Athen, 425 v. Chr: Die griechische Stadt ist das Zentrum eines der beiden großen Machtblöcke der griechischen Welt. Alle Stadtstaaten haben sich entweder dem Attischen Seebund (Athen) oder dem Peleponnesischen Bund (Sparta) angeschlossen und wechseln hin und wieder die Seiten. Seit 30 Jahren herrscht immer wieder Krieg und er wird auch noch 20 Jahre dauern. Nach so vielen Jahren weiß eigentlich niemand mehr, warum eigentlich Krieg geführt wird. Fast alle leiden, aber manche leben vom Krieg.

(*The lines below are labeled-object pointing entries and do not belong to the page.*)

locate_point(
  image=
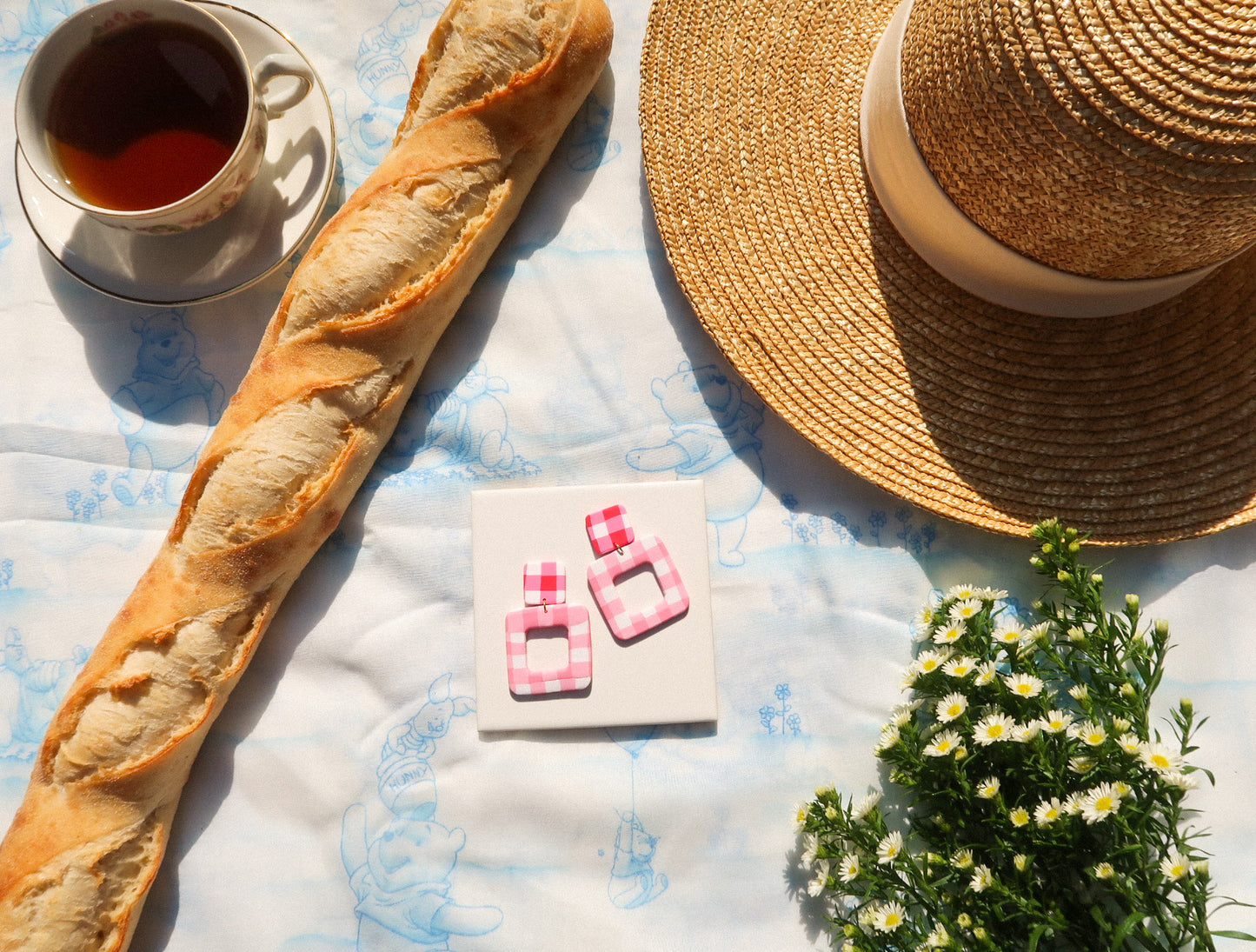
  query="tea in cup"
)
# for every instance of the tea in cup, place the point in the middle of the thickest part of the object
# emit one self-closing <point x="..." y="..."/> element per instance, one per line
<point x="147" y="115"/>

Dem Bauern Dikapaiopolis reicht es; er will Frieden. Eines Tages kommt Amphiteos, der Gesandte der Götter, auf den Marktplatz Athens, um den Wunsch der Götter nach Frieden vorzutragen. Die Herrscher Athens jagen ihn weg. Doch Dikapaiopolis nutzt die Gelegenheit und bittet Amphiteos, sein Angebot eines Privatfriedens an Sparta zu überbringen. Das wird angenommen und so bereitet er sich inmitten seiner kriegstüchtigen Umgebung auf ein rauschendes Friedensfest vor.

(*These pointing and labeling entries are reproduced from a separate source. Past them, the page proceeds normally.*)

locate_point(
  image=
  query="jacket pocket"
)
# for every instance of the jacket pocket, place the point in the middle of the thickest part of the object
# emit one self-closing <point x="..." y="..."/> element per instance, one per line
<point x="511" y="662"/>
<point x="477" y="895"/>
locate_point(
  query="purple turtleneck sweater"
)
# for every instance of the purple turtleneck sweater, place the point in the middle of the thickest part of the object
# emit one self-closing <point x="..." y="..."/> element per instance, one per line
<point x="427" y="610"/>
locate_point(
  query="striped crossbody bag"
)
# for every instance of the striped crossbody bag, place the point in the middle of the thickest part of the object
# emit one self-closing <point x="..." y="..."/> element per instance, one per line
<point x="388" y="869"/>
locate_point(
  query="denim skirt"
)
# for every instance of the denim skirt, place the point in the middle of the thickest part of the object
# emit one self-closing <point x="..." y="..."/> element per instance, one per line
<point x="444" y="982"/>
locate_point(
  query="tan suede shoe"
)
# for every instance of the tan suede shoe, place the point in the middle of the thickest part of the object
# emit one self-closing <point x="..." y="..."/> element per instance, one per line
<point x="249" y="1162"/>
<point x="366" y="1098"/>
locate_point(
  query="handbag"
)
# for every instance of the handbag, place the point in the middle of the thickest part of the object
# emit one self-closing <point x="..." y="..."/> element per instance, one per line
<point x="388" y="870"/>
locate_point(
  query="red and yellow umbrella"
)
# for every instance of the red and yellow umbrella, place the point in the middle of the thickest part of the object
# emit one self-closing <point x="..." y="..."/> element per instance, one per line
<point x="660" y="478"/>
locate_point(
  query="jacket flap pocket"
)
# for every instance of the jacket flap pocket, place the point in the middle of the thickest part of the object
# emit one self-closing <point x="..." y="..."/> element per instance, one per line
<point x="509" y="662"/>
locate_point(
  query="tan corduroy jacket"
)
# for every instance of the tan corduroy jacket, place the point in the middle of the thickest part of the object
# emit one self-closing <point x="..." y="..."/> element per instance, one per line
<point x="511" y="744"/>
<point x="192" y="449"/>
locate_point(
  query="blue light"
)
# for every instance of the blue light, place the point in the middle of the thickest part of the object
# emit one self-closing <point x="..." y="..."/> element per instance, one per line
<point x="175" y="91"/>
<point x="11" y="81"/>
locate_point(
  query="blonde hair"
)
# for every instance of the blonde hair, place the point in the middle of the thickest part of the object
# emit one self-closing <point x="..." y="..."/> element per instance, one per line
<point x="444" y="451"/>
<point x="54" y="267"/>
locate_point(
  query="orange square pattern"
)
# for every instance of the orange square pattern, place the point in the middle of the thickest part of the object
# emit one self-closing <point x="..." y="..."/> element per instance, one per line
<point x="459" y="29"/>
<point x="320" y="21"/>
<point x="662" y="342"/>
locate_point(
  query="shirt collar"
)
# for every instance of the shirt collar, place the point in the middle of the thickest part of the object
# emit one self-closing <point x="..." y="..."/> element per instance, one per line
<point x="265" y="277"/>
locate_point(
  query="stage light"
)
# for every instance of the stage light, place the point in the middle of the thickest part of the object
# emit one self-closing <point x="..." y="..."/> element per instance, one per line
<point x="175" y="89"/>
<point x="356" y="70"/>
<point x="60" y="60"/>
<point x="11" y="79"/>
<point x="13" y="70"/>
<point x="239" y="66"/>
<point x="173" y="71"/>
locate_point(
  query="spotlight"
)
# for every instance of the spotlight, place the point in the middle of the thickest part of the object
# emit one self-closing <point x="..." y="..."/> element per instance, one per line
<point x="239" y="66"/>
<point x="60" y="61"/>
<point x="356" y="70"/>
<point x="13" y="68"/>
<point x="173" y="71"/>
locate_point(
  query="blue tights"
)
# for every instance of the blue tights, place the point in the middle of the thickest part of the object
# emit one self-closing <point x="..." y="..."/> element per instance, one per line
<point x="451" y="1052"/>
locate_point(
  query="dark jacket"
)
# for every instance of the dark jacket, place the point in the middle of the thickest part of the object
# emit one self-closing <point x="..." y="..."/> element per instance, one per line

Lion Feuchtwanger hat sein „burleskes Spiel“ nach zwei Komödien des griechischen Dichters Aristophanes entwickelt. Merkmal dessen Komödien sei das „Hanswurstspiel“ gewesen, ein Kasper, der einerseits eine Ethik vertritt, in seinem spontanen Spiel aber unberechenbar und hemdsärmelig komisch auftritt. Bei der szenischen Lesung kann jede*r – wer Lust hat – sich eine Rolle aussuchen; wer nur zuhören will, lauscht einfach.
Die Veranstaltung findet am 16. Januar 2026 beim Alles wird schön e.V. um 20 Uhr statt.